Inflation Rises to 11.3% in Producer Index for June, Near Highest on Record
The comments below are an edited and abridged synopsis of an article by Zachary Halaschak
US inflation, as measured by producer wholesale prices, ticked up to 11.3% for the year ending in June, nearly the highest on record.
Headline inflation, as measured by the Consumer Price Index, exploded to 9.1% for the 12 months ending in June, the highest level since 1981 and a bigger increase than expected.
These numbers are another indicator that prices are wildly out of control even as the Fed moves more aggressively to jack up interest rates to rein in America’s historic inflation.

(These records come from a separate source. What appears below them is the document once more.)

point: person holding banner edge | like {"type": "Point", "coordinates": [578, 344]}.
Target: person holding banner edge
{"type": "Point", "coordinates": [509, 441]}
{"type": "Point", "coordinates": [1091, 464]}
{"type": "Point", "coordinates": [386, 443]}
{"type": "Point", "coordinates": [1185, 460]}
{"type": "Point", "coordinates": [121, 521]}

“Despite a modest improvement in supply conditions, price pressures will remain uncomfortable in the near term and bolster the Fed’s resolve to prevent inflation from becoming entrenched in the economy,” economists said.
The high rate of inflation has politically damaged President Joe Biden and undercut support for spending proposals from the White House and congressional Democrats.
Last month, the Fed hiked its interest rate target by a three-quarters of a percentage point for the first time since 1994. It typically raises rates by a quarter of a percentage point, so the June hike was analogous to three simultaneous rate increases.
The Fed is set to meet again later this month, and it will likely raise its rate target by another 75 basis points, although some think that it could act more aggressively and raise interest rates by a full percentage point.
Atlanta Fed President Raphael Bostic said that “everything is in play,” including a full percentage point hike, after June’s CPI report.
There are fears that the Fed’s aggressive cycle of rate hiking will knock the economy into a recession, fears that worsen as inflation grows and the Fed keeps having to take a more hawkish approach to monetary policy.